Nevertheless, axillary lymph node and distant metastases are rare in ACC of the breast as reported by Arpino et al who noted that nodal metastases only occurred in fewer than ten reported cases in the literature.4

Arpino et al analysed 28 patients and showed that ACCs had lower proliferative activity compared to ductal carcinomas and this translated into a more favourable phenotype.4

There is no consensus on optimal treatment for patients with ACC of the breast as this is such a rare diagnosis.
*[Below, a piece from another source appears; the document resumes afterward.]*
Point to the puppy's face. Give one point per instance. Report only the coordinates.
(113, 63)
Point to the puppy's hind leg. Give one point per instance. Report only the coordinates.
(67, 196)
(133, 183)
It is clear that local excision as the sole treatment may lead to unacceptably high rates of local recurrence. A case series by Leeming et al emphasised this by showing that 37% of patients had local recurrence of cancer after receiving local excision.5 On the other hand, the low incidence of axillary lymph node metastasis suggests that axillary node dissection is unwarranted. Reported surgical treatment modalities range from a simple lumpectomy with radiotherapy to radical mastectomy.2

In our case, the multidisciplinary team recommended a lumpectomy and lymph node biopsy, and the decision for postoperative radiotherapy was made owing to the high proportion of solid elements on histology, which has been recognised to mark a more aggressive tumour course.4

The outcome for treatment in this tumour is excellent with 5-year survival rates of 85 to 90% and 5-year disease free rate of almost 100% for survivors. The Surveillance, Epidemiology and End Results database reported on 712 cases between 1988 and 2001 with relative 5-year survival ranging from 100% in stage I to 96% in stage IV.6 The outcome was independent of the type of procedure performed, whether lumpectomy, modified radical mastectomy or total mastectomy with or without axillary node dissection. Despite the excellent prognosis, local recurrence and late distant metastases have been reported to the lungs (commonest site), liver, kidneys and brain.4

Conclusions

While ACC of the breast is a rare neoplasm, it is of interest due to its favourable prognosis (~90% survival rate). While there is no consensus on the optimal treatment currently, the role of breast preserving surgery and radiotherapy needs further assessment. However, even though metastatic disease is rare, close follow up is required in these patients to exclude disease recurrence.